大淀川河川敷を走っていたら、まだ小学校に入っていないくらいの小さな子供から「あ!知事だ!」と言われた。

 知らない子供が僕に気付き、「東国原知事だ!」とか叫ぶこと自体は今ではそんなに珍しいことではなくなった。先日は、中学生くらいの知らない子供に「知事!こっち来て!」と手招きされたこともあった。

 河川敷で僕に気付いたその子供達は僕を追いかけて来て、摘んだばかりの四つ葉のクローバーを僕にくれた。子供は国家の宝である。

 しかし、行きずりの知らない子供達に四つ葉のクローバーを貰う政治家というのはそんなにいないのではないだろうか?


 今、全国で年間の出生数は約109万人である。年間114万人が死亡するので、人口減のトレンドに入った。

 2030年には、日本の人口は約1億1522万人になり、75歳以上が20%、15歳未満の子供は10%になるらしい。

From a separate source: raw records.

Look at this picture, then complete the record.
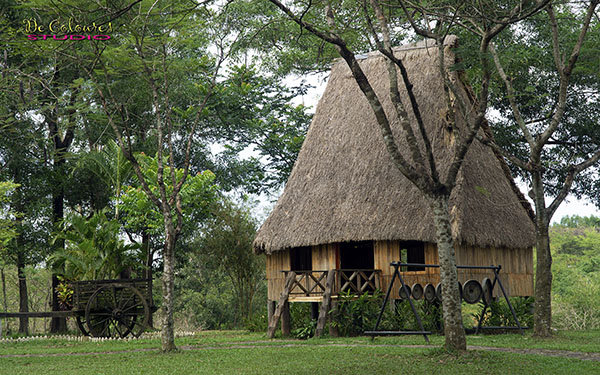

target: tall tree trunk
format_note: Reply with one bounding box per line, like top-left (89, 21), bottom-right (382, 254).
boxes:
top-left (161, 229), bottom-right (177, 352)
top-left (44, 114), bottom-right (74, 333)
top-left (532, 171), bottom-right (552, 337)
top-left (430, 194), bottom-right (467, 350)
top-left (17, 254), bottom-right (29, 335)
top-left (50, 191), bottom-right (67, 333)
top-left (0, 267), bottom-right (10, 337)
top-left (142, 231), bottom-right (154, 327)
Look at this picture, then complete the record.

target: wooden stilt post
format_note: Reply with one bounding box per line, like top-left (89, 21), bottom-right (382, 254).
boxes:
top-left (329, 301), bottom-right (340, 337)
top-left (281, 300), bottom-right (292, 337)
top-left (315, 270), bottom-right (335, 337)
top-left (267, 271), bottom-right (296, 339)
top-left (267, 299), bottom-right (277, 324)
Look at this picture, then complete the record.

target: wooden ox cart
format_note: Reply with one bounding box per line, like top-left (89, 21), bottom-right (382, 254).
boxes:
top-left (0, 279), bottom-right (156, 338)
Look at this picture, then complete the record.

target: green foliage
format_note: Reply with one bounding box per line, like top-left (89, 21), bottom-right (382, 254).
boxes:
top-left (56, 276), bottom-right (74, 310)
top-left (554, 215), bottom-right (600, 228)
top-left (473, 297), bottom-right (533, 328)
top-left (49, 211), bottom-right (139, 281)
top-left (290, 303), bottom-right (317, 340)
top-left (177, 198), bottom-right (266, 329)
top-left (121, 153), bottom-right (217, 236)
top-left (0, 181), bottom-right (19, 251)
top-left (550, 216), bottom-right (600, 329)
top-left (379, 299), bottom-right (443, 332)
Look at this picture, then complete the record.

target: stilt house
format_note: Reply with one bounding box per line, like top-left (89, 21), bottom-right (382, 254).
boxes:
top-left (254, 37), bottom-right (535, 314)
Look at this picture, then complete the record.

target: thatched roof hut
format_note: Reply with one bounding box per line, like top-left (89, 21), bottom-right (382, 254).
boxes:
top-left (254, 39), bottom-right (535, 253)
top-left (254, 37), bottom-right (535, 308)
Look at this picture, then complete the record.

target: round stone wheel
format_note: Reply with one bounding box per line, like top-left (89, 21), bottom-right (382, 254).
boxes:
top-left (481, 277), bottom-right (494, 306)
top-left (435, 283), bottom-right (442, 303)
top-left (411, 283), bottom-right (423, 299)
top-left (463, 280), bottom-right (483, 304)
top-left (85, 285), bottom-right (150, 338)
top-left (423, 283), bottom-right (436, 303)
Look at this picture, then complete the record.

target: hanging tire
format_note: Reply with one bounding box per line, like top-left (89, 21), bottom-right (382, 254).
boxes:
top-left (423, 283), bottom-right (436, 303)
top-left (463, 280), bottom-right (483, 304)
top-left (400, 284), bottom-right (410, 299)
top-left (410, 283), bottom-right (423, 299)
top-left (481, 277), bottom-right (494, 306)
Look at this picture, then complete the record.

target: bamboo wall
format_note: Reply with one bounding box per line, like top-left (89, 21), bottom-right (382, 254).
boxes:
top-left (375, 241), bottom-right (533, 298)
top-left (266, 250), bottom-right (290, 301)
top-left (267, 241), bottom-right (533, 300)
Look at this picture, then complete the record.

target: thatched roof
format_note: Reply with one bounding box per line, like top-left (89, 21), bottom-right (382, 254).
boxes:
top-left (254, 38), bottom-right (535, 253)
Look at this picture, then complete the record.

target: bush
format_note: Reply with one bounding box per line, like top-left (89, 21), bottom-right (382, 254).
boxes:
top-left (473, 297), bottom-right (533, 327)
top-left (330, 291), bottom-right (382, 336)
top-left (290, 303), bottom-right (317, 340)
top-left (552, 280), bottom-right (600, 330)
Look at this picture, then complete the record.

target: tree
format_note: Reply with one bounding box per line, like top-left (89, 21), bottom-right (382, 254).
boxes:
top-left (471, 1), bottom-right (600, 336)
top-left (48, 211), bottom-right (139, 282)
top-left (199, 199), bottom-right (264, 326)
top-left (260, 0), bottom-right (543, 350)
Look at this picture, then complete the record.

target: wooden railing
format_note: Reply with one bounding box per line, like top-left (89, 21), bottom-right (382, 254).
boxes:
top-left (283, 269), bottom-right (381, 297)
top-left (335, 270), bottom-right (381, 294)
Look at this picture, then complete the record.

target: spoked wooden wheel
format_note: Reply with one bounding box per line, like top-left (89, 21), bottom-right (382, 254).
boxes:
top-left (85, 284), bottom-right (150, 337)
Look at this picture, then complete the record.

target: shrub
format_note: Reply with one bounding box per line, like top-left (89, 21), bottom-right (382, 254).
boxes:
top-left (330, 291), bottom-right (382, 336)
top-left (473, 297), bottom-right (533, 327)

 2055年には、総人口8993万人、75歳以上が27%、15歳未満の子供が8%、1年の出生数は45万人に減るらしい。

 ゾッとする数字である。

 四つ葉のクローバーをくれた子供達、国家の宝達が年をとる頃には、この国は一体どうなっているのだろう? あの宝達が、支えたいと思う国家になっているのだろうか?


 人口減少はその国の活力・国力を削ぐ。人口減は、国家の宝を失うということであり、それは、消費者・生産者・納税者等の減を意味し、現役世代が高齢者を支えるのに大変な負担となってくるということである。

 いい加減、この国は本気で少子高齢対策に乗り出さなければならないと思う。危機感が感じられない。

 多くの女性が「母」という生き方を選択しなくなった、あるいは選択できなくなった今日、女性の産む自由、産まない自由は確保しつつも、もっと産みたい、沢山産みたいと思う男女・夫婦に、産み育てる環境を整えることや産みたくても産めない女性に何らかの対応や助成をすることが肝要であろう。場合によっては、多様な婚姻形態の社会的承認や移民政策等も同時に検討しなければならない。

 

 母の日にそんなことを思う。

 子供を産み育てるのは大変である。しかし、喜びや感動も沢山ある。男女の社会的性差異を無くし、社会が高度化・成熟化・複雑化していくと、男女の晩婚化や非婚化、女性の高学歴化や社会進出により、非出産の女性が増えるのは当然の傾向である。

 最近では、結婚に恐怖を感じる男性が増えていたりする傾向もあるらしい。


 僕の知人に、複数の女性に子供を作っている御仁(猛者)がいる。勿論、認知もしているし、それぞれの女性や子供達はその形態を了承・承認している。

 女性一人と結婚するだけでも恐怖であると怖気づく男性が少なくない今日、複数の女性相手に家庭を持ち、子供を作っているのだ。当然、社会的・経済的責任も生じて来るだろうし、相当の度胸・覚悟が必要であろう。子供を産み育てて行くということは、その相手や子供の生活や人生も引き受けるということであり、相当の覚悟と才覚がいる。僕には、とてもそんな才覚は無い。

 

 勿論、現在の一般論では、非倫理的・非常識的と言われるのだろう。しかし、大人の当事者達が了承し合っているこの形態を他者がインモラルと簡単に非難・排除出来るものだろうか? ましてや、日本は今後、これまでに人類が経験したことのない超少子高齢社会に突入する。

 少子化対策の先進国であるフランスは、婚外子を法律や世論が保護している。少子高齢化対策は、子育て環境、制度・税制、企業や地域の理解・協力等、あらゆる視点、複合的な視点に立って講じなければならない。

 多様な婚姻形態や価値観の採用や意識変革、少子化による国力の衰微衰退対策。この国はこの先、どれだけの試練的・戦略的選択と創造を迫られることになるのだろう?